On May 10, the state ordered all nursing home staff be tested for active COVID-19 infections twice a week. That mandate has since been changed to once a week.

James Clyne, CEO of LeadingAge New York, a trade association representing government and non-profit, long-term care providers, said that "it was pretty helter-skelter for a while trying to get everybody lined up with labs to do the testing," but, he noted, "they basically got it done."

He said, however, that there remained the question of how facilities were going to pay for this testing. While diagnostic testing of residents would likely be covered by insurance, regular screening of staff falls outside the bounds of required coverage according to a recent HHS guidance.

Clyne said that in New York state, nursing homes have been covering the cost of the mandated staff testing.

"They are hoping to have the costs covered in some way by [the Federal Emergency Management Agency] or if there is some relief for states maybe through the state, but they are the ones who have to pay for it right now," he said.

According to an analysis by AHCA, one-time testing of all 4.4 million staff and residents of assisted living facilities and nursing homes across the country would cost roughly $672 million.

There is also the ongoing challenge of "flare-ups where labs stop testing and people have to scramble to find a replacement," Clyne said.

He noted that labs often didn't provide a reason why they were stopping testing but said it could be due to increasing demand elsewhere that led them to shift their capacity.

"Obviously, lots of other states are ramping up their testing now because of the expanded outbreaks in the south and the west," he said.

While New York made a concerted effort to provide SARS-CoV-2 testing to nursing homes, including connecting facilities without testing to labs able to provide it, access to timely testing remains a major issue nationally.
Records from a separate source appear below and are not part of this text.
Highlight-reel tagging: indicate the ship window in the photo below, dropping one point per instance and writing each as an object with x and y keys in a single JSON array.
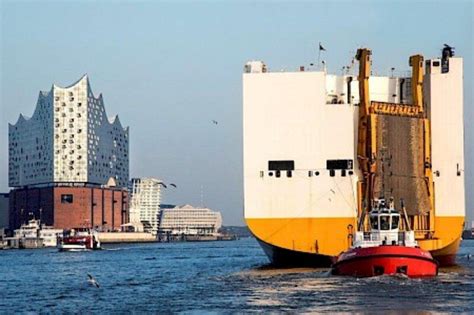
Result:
[
  {"x": 281, "y": 165},
  {"x": 384, "y": 223},
  {"x": 395, "y": 220},
  {"x": 66, "y": 198},
  {"x": 339, "y": 164}
]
According to a survey conducted by AHCA and NCAL of 1,385 member facilities at the end of June, 14 percent said finding a company to do testing is a key barrier, 22 percent said a lack of testing kits is a key barrier, and 56 percent said turnaround time is a key barrier.

The survey found that 13 percent of tests results are returned the same or next day, while 63 percent are returned within two to four days, and 25 percent are returned no sooner than five days.
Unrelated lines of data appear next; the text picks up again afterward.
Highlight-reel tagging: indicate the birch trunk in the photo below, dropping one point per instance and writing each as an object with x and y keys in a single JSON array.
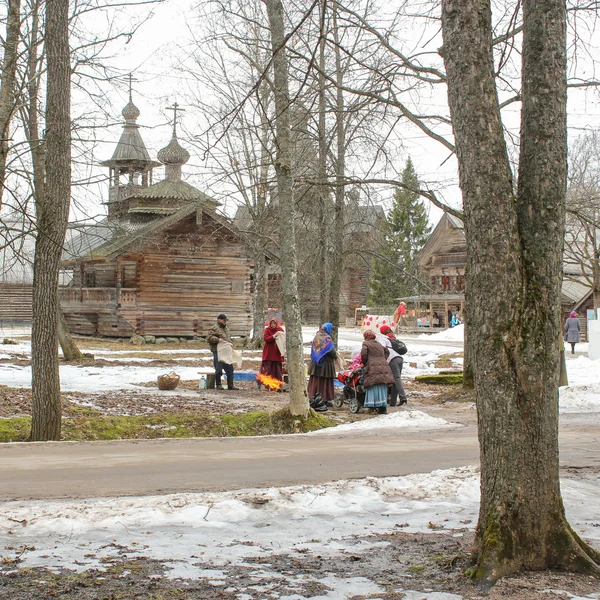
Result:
[
  {"x": 323, "y": 213},
  {"x": 7, "y": 88},
  {"x": 514, "y": 248},
  {"x": 337, "y": 254},
  {"x": 52, "y": 216},
  {"x": 287, "y": 213}
]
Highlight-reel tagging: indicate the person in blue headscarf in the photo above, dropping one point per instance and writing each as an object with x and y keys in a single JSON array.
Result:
[{"x": 322, "y": 364}]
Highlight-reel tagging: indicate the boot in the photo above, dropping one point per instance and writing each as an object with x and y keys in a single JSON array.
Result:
[{"x": 230, "y": 385}]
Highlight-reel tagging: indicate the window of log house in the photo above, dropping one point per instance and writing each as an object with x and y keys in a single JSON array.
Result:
[
  {"x": 89, "y": 279},
  {"x": 237, "y": 287}
]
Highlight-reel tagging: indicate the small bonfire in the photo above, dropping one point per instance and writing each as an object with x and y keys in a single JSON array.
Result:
[{"x": 270, "y": 382}]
Rising case numbers in much of the country will likely exacerbate the situation, due to both more SARS-CoV-2 infections within nursing homes and longer test turnaround times. A recent study from researchers at Harvard University found that nursing home deaths from COVID-19 tracked with infection rates in the surrounding community. Additionally, as infection rates rise and demand for testing increases, turnaround times are going up. For instance, this week Quest Diagnostics issued a statement noting that as a result of dramatic increases in demand, average SARS-CoV-2 test turnaround time for high priority patients is now more than one day and is seven days or more for all other patients.
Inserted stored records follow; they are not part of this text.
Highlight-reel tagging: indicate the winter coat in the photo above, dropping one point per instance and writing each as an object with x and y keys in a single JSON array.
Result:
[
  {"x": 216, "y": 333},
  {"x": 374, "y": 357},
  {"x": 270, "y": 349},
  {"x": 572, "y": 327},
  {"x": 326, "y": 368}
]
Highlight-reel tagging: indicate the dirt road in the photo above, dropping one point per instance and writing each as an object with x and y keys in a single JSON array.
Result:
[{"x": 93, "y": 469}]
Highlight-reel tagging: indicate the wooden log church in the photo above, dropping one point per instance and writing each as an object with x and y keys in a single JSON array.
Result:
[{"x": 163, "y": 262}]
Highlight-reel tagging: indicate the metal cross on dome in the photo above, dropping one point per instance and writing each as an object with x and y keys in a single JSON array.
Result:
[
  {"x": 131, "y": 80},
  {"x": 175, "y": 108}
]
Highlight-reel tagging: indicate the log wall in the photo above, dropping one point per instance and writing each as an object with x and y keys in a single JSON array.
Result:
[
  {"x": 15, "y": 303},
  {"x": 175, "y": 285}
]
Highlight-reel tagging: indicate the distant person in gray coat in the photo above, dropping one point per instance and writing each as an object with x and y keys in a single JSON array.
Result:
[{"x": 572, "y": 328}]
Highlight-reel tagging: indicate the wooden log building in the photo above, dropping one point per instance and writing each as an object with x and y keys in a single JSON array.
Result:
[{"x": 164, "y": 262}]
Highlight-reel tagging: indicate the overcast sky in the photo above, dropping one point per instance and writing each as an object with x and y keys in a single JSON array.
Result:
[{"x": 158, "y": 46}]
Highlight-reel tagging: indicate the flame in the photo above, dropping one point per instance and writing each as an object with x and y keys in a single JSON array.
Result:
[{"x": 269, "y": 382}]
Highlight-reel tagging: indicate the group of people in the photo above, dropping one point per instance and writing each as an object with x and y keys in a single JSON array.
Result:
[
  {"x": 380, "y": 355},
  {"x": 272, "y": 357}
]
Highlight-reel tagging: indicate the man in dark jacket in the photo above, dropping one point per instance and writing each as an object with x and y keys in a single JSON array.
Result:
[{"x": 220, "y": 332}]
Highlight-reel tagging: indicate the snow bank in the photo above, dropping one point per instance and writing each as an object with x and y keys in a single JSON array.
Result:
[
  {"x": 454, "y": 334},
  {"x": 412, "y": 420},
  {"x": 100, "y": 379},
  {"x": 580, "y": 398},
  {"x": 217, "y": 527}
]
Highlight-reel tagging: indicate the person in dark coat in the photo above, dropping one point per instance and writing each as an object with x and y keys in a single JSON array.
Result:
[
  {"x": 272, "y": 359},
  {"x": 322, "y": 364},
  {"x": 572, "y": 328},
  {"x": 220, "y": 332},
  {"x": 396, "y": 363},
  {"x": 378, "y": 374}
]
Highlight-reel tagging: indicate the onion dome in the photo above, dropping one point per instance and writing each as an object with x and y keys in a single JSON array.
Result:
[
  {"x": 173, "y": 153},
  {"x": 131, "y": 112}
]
HHS announced this week that it is launching an effort to help with nursing home testing by shipping instrumentation and tests for rapid point-of-care testing to nursing homes in areas with high levels of SARS-CoV-2 infection. The agency will be sending Quidel's Sofia and Sofia 2 and Becton Dickinson's BD Veritor Plus instruments and rapid protein antigen tests developed for those systems, both of which have received Emergency Use Authorization from the US Food and Drug Administration.